Some truths are so
important that they bear repeating. One
such truth is that for as long as the Republic has existed, the key to an understanding
of American politics has been race. This truth was once again borne in upon me by
the extraordinary video that has surfaced of Mitt Romney's impromptu talk to a
closed meeting of fat cat Republican donors.

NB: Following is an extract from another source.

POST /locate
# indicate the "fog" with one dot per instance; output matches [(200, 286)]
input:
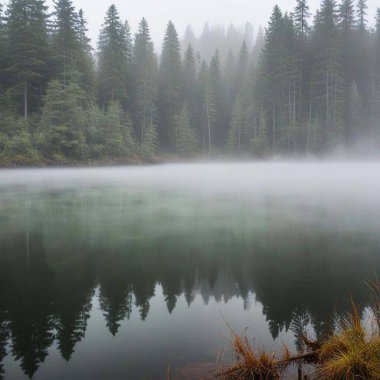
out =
[(343, 195), (184, 12)]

[A second, subordinate, truth of contemporary American public life is
that everything, without exception, has been captured on a handheld device by
somebody or other and can be counted on to surface when least convenient.]
Romney's surreptitiously
recorded speech is widely viewed, on the right as well as on the left, as
having put paid to any lingering dreams the Republicans might have had of
winning the election. As Tallyrand is
reputed to have said about Napoleon's murder of the duc d'Enghien, it was worse
than a crime, it was a blunder. What can
Romney have been thinking when he casually dismissed 47% of Americans as
free-loading moochers incapable of caring for themselves and slavishly beholden
to Democrats throwing them slops? Never
mind that Romney had his facts completely wrong. I think we have become accustomed to
that. But in the midst of an election
that he is currently losing, what can have possessed him to speak
condescendingly and contemptuously of a tad less than half of the American
electorate?
The answer, as always, is
race. Let me repeat what I have written
here before. Both before and after the
Civil War, poor whites in the South and also in the North, bemired in a
socially and economically disadvantaged position in American society, consoled
themselves with the thought that however poor they were, however much they were
disrespected by their wealthier and socially more prominent betters, at least they were not Black! In both the North and the South, here was a
permanent underclass toward whom they could show disdain, whom they could
discriminate against, and on occasion whom they could lynch with impunity. That structural fact of American life was
written into the Black Codes -- laws that reinstituted de facto servitude after the
end of formal, legal slavery; it was written into Jim Crow, into the
exclusionary racial covenants that kept Black families trapped in ghettoes, into
the racial quotas at Northern colleges, and into the devil's compact between
employers and White labor unions that kept former slaves from any chance of
securing good industrial jobs.
The success of the Civil
Rights Movement in ending Jim Crow, in breaking down the barriers to
employment, and in winning the vote for Black citizens deprived poor Whites of
their only consolation for their disadvantaged condition, and they reacted with
anger, bitterness, and a deep sense of betrayal. It is the bitter residue of this ressentiment that explains the tenacity
with which poor and lower middle class Whites vote against their economic
interest by supporting Republican candidates whose policies sink them ever
deeper into economic despair.
Mitt Romney knew what he
was saying when he described 47% of Americans as takers, moochers,
free-loaders. He was talking about Black
and Brown Americans, and he was talking to White America. The numbers do not matter, nor do the
facts. What mattered was a desperate
attempt to tap into that deep well of bitterness and try to transform it into a
winning coalition of White voters.
Happily, he will
fail. But he is not a fool, and what he
did was not in fact a blunder. It was
one last resurrection of Richard Nixon's Southern Strategy.